最先端の高額なITシステムを導入して、
あやうく業務が破綻しそうになった例
直近の話ではあまりに生々しいため、ここではすでに当事者の方々は引退されていて、責任追及が起きない、古い事例を取り上げます。
かつて「最先端技術を導入することで、他社よりも優れた力を手にする」ことが当たり前であり、正しいと唱えられ、皆がそう信じていたバブルの時代は、この「最先端技術」という言葉がバズワード化していました。
日本の高度成長の末期、日本の製造業が世界中から、その品質と生産性の高さから注目され、品質の高い半導体の製造技術でも日本が圧倒的に秀でていた1980~90年頃の話です。
コンピューターの世界では、第5世代コンピューター、分散型データベース、並列処理型コンピューターなどが、当時は「情報システム」という呼び方が一般的だったITの雑誌をにぎわせていた時代です。
ITのハードウェア、ソフトアウェアを提供する会社は、常に新コンセプトを提案して「時代に乗り遅れてはいけませんよ」とのメッセージを発して、市場を開拓していくビジネスを展開します。
ある小売業チェーンでは、並列処理型コンピューターを使った商品構成の最適化をはかるためのMD分析システムの導入を推進していました。担当は、外資系会計事務所のコンサルティング部門で、当時まだ少なかったシステムコンサルティングを担当していたという役員でした。
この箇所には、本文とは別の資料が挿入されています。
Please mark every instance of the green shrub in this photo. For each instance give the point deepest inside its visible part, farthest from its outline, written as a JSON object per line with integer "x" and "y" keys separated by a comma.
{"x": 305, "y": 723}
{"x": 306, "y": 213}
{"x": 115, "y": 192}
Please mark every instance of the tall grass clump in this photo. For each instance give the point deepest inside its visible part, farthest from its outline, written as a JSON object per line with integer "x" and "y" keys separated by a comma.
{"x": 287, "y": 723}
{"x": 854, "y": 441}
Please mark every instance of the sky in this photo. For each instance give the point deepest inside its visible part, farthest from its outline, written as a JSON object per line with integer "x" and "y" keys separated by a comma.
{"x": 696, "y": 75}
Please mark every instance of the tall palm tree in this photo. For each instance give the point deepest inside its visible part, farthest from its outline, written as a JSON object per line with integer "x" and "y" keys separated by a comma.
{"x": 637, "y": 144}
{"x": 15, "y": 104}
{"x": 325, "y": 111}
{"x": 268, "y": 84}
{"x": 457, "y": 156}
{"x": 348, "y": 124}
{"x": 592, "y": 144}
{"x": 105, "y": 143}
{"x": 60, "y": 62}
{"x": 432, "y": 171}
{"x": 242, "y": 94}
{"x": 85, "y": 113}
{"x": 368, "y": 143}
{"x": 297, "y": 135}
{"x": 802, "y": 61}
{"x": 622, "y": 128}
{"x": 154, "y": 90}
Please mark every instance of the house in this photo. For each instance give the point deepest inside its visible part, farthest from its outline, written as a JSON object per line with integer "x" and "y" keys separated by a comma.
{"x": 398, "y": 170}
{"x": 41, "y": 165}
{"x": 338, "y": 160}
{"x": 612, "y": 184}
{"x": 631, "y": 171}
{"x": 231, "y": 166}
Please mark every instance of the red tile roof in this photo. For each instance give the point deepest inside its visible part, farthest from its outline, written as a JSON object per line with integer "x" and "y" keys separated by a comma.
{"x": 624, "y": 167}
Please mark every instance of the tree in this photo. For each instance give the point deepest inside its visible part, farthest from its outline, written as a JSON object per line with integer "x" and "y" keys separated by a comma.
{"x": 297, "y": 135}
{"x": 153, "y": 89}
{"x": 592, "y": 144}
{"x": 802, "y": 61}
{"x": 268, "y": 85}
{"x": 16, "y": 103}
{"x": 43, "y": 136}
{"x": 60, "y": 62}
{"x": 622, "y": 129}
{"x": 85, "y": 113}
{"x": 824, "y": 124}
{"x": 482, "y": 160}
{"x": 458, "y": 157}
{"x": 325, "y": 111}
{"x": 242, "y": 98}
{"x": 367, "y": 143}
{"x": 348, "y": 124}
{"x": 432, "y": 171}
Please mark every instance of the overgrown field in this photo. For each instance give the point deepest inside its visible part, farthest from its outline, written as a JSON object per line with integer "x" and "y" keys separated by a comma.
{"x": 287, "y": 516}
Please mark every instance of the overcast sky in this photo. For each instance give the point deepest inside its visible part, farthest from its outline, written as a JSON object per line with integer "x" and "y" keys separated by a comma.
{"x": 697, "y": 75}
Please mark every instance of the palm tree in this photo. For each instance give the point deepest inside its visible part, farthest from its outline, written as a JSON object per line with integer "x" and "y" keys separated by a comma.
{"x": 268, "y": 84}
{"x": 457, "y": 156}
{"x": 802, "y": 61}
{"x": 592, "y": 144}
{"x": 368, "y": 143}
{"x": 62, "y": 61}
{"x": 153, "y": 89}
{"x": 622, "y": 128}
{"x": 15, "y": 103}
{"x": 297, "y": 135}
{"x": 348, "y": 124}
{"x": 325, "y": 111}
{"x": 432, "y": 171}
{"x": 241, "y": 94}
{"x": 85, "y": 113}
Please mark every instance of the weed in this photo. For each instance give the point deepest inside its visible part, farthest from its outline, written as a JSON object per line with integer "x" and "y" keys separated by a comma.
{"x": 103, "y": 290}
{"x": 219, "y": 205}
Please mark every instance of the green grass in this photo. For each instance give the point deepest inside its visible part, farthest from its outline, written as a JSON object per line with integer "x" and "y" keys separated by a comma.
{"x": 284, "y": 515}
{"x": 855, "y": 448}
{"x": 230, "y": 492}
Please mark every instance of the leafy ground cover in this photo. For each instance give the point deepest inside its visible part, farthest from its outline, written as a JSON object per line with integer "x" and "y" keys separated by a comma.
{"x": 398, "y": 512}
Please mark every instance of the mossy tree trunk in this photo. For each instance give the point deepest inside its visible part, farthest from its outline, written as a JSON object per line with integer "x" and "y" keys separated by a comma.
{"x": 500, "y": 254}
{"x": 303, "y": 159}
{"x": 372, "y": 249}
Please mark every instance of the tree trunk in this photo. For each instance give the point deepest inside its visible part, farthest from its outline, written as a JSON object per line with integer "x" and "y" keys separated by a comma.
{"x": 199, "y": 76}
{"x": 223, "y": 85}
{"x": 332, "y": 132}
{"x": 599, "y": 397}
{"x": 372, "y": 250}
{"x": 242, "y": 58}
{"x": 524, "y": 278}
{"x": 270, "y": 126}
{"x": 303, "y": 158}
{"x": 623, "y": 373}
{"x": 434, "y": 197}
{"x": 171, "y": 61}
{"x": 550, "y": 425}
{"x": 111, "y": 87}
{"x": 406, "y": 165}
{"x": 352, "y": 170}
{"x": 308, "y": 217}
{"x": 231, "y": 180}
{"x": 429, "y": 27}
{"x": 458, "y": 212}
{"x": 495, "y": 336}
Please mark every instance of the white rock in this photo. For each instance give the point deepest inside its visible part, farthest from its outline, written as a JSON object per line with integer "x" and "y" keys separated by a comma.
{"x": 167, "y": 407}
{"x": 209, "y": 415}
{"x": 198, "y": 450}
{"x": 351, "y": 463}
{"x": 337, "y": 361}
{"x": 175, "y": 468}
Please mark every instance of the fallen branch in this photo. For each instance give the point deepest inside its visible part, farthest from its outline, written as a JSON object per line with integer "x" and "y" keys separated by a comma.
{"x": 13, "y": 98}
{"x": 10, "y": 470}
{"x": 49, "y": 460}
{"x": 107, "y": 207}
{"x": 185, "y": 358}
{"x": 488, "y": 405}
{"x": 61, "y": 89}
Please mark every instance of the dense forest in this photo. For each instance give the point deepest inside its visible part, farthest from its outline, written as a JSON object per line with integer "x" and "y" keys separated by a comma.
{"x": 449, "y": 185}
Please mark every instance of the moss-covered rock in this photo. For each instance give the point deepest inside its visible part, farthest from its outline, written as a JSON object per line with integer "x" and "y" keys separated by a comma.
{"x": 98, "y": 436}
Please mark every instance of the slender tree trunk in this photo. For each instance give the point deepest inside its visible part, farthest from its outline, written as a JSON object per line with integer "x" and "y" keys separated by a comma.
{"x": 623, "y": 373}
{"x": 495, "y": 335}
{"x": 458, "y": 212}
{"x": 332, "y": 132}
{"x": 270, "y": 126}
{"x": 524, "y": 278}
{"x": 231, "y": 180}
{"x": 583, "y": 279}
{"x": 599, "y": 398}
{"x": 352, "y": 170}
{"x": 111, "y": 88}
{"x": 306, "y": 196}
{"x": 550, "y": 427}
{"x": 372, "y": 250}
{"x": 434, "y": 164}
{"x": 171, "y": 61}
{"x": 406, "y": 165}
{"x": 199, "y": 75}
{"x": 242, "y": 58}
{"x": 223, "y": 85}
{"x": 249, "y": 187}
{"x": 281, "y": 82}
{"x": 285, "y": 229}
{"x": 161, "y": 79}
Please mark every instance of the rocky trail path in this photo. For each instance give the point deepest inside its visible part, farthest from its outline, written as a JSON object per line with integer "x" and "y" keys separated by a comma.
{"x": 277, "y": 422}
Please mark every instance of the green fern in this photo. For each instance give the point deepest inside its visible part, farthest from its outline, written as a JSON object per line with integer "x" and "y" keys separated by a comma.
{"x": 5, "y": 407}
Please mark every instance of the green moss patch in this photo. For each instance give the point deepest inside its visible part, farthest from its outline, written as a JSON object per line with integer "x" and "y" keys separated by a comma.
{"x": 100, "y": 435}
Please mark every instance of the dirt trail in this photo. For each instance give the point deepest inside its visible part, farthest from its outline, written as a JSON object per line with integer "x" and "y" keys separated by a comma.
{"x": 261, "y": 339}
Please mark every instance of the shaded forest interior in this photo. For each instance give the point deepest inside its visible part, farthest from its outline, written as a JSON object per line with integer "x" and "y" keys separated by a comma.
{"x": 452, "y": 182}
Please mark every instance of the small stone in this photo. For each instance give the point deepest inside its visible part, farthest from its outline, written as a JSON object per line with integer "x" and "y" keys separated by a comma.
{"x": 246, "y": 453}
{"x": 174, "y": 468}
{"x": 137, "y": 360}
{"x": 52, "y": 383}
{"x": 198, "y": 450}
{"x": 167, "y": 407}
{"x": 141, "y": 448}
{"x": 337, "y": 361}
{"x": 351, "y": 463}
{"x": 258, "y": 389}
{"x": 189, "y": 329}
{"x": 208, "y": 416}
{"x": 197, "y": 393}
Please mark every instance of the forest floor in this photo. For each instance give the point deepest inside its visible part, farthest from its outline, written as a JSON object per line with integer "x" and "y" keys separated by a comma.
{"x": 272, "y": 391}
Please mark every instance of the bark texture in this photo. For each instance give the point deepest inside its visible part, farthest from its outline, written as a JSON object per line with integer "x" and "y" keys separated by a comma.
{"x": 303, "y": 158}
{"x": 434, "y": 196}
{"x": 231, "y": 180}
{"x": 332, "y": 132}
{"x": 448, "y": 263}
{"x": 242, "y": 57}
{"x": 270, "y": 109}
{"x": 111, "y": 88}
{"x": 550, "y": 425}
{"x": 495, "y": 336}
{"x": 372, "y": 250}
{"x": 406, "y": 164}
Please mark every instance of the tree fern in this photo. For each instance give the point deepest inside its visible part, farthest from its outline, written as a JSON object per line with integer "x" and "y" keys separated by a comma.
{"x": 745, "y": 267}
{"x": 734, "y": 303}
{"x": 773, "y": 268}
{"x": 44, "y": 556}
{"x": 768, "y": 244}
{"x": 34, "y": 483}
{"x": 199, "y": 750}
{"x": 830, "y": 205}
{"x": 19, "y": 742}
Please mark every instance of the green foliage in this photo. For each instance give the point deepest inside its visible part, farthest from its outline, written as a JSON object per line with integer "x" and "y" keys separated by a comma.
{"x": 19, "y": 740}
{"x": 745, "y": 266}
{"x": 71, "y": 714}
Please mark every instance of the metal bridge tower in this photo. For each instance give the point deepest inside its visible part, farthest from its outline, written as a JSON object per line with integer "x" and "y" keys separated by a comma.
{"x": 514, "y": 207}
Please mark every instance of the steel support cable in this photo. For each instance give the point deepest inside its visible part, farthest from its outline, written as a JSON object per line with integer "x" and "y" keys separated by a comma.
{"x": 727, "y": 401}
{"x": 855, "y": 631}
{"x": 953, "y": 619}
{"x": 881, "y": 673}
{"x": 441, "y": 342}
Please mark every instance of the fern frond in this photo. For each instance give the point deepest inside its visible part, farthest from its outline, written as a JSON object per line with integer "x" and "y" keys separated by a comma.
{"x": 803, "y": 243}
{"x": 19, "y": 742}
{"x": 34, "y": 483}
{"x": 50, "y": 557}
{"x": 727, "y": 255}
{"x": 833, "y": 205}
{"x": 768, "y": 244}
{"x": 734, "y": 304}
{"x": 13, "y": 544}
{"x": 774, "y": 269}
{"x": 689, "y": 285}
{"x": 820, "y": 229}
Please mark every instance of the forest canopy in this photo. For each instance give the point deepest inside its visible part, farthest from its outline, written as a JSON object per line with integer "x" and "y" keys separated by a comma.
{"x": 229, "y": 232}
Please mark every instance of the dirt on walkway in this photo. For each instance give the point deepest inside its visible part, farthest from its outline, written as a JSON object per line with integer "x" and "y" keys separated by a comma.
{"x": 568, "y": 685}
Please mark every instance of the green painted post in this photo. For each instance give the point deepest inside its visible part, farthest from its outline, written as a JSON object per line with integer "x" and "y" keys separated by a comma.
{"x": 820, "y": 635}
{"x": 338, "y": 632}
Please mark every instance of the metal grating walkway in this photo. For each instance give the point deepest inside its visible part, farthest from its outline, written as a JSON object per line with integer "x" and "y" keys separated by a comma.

当時、マスコミでよく取り上げられていたSIS(Strategic Information System、戦略的情報システム)との触れ込みで、競合よりも秀でた商品構成を実現できると、トップもこの投資を承認しました。
それまで商品部は、店頭のPOSデータから上がってきた売上データをマスターファイルに取り込み、日々の分析に使っていました。
しかしその新システムは、売上データをそのままの状態でデータベースに順次取り込み、商品部が分析条件を入力するたびに、毎回データベース全体を検索してデータを拾い、見たい切り口からの分析を高い自由度で行えるという並列型処理の良さを活かすというふれ込みのものでした。
提供側のハードウェアベンダーもコンピュータ大型機の最大手企業だったので、トップも責任者の役員もベンダー企業を、そのブランド力から無意識のうちに信頼していました。
ところが、このMDシステムのベータ版、つまり試用版ができあがり、商品部が使ってみたところ、検索条件を入力して実行すると「実行中」の文字が表示されたまま端末が沈黙し、何も返ってきません。
結局、結果が表示されるまでの3~4時間は端末が塞がれて、商品部の根幹の業務である分析作業が行えなくなるという、とんでもない事態が起きました。
実はこの機種について調べてみると、従来の機種の上に並列処理のアルゴリズムを載せた、言わば疑似的なもので、本当に大量データを処理するにはハードウェアのスピードがとても追いつかない代物であることがわかりました。
どうやら、ベンダー側でも作ってはみたものの販売できずに困っていた機種だという事実も、後から判明しました。
システム開発の進め方を熟知している人であれば、構造上も無理のあるこの機種を採用するという判断はなかったはずです。
トップにしてみれば、名の知られた外資系会計事務所でシステムコンサルティングを行っていたという触れ込みで入社した人物が責任者であり、かつベンダーも名の通っている世界的な大手IT「ブランド」企業だったので導入を決めたのでしょう。
ただ当時は、企業のIT部門の責任者と言っても、ITベンダーからの広告収入の多かった「日経情報ストラテジー」などに目を通して、「世のITトレンドはこうなっているのか」とそこに描かれていることを真に受けて、頭の中にイメージを描いてしまっている方がいるのも現実でした。
この会社の事業規模からして巨額の投資になるにもかかわらず、トップや担当者が無自覚のうちに「ブランド負け」している判断がなされてしまったのです。
結局、この件ではトップの指示で管理本部長が、顧問弁護士と共に契約からチェックを行いました。ベンダーにはチューニングの努力をしてもらいましたが、結果的にシステムは「実用に能(あた)わず」としてメーカーに引き取ってもらい、元のシステムに戻して一件落着となりました。
これは、最先端の「並列処理コンピューター」という売り文句が「バズワード」化し、そこに乗って実は使い物にならない高額のコンピューターシステムを導入して、あやうくMD業務が破綻しそうになった事例です。